The family of a Pennsylvania man who drowned at the ocean when the sand allegedly gave way beneath his feet in 2012 has sued to seek the closure of that part of the beach.
Sandra Smith of Horsham, Pennsylvania, filed suit Wednesday in state Superior Court against North Wildwood, Cape May County and the state of New Jersey over the July 2012 incident that claimed the life of her husband, Brad, and nearly killed their 7-year-old daughter.
According to the lawsuit, Brad Smith was walking with his daughter, another man and that man's daughter in ankle-deep water near the Hereford Inlet in North Wildwood when the sand gave way beneath their feet, sweeping them out to sea. A passerby on a personal watercraft rescued the girl, who was being held above the waves by her father before he drowned.
"It was a quiet day at the beach -- the boys were boogie boarding, the girls were playing in the sand,'' Smith said. "We were talking about what we were going to have for dinner when Brad, my husband, suggested going for a walk -- nothing more -- down the beach. I still cannot accept that Brad never returned from that short walk on the beach, that the beach collapsed under their feet, and that we lost him forever, and almost lost our 7-year-old daughter.''
North Wildwood Mayor Patrick Rosenello said the section of beach where the incident occurred is an unguarded beach where signs prohibiting swimming were in place before Smith's death.
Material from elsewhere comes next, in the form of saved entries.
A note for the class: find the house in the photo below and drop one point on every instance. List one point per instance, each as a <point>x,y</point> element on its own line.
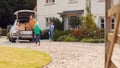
<point>65,9</point>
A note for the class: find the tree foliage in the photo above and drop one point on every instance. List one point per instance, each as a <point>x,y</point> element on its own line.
<point>8,7</point>
<point>88,21</point>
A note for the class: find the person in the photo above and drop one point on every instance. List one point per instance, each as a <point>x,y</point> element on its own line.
<point>18,31</point>
<point>32,22</point>
<point>51,29</point>
<point>37,32</point>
"The city of North Wildwood takes its beach protection responsibilities quite seriously,'' he said. "In fact, there has never been a drowning incident at a protected beach in the City of North Wildwood in its 100-plus years of existence.''
Sandra Smith said that during the four days her husband remained missing in the ocean, police officers repeatedly came to the house where they were staying and told them how dangerous that area of beach is.
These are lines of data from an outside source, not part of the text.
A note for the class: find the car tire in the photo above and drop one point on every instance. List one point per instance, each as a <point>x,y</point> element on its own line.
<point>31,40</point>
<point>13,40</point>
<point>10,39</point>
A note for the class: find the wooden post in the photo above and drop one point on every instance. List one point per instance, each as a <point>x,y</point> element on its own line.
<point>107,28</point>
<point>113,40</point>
"Every day I think and worry about the people that visit this beach every year and have no idea of the danger from simply taking a short walk; not a swim, not a nature trek, but just a walk on a public beach where there were no warnings or signs -- nothing -- urging you to stay away,'' she said.
The lawsuit claims the town, county and state were negligent in allowing a dangerous condition, obscured by waves, to exist in areas were swimmers were present.
It also asserts work that was done at the beach including beach replenishment contributed to the dangerous condition.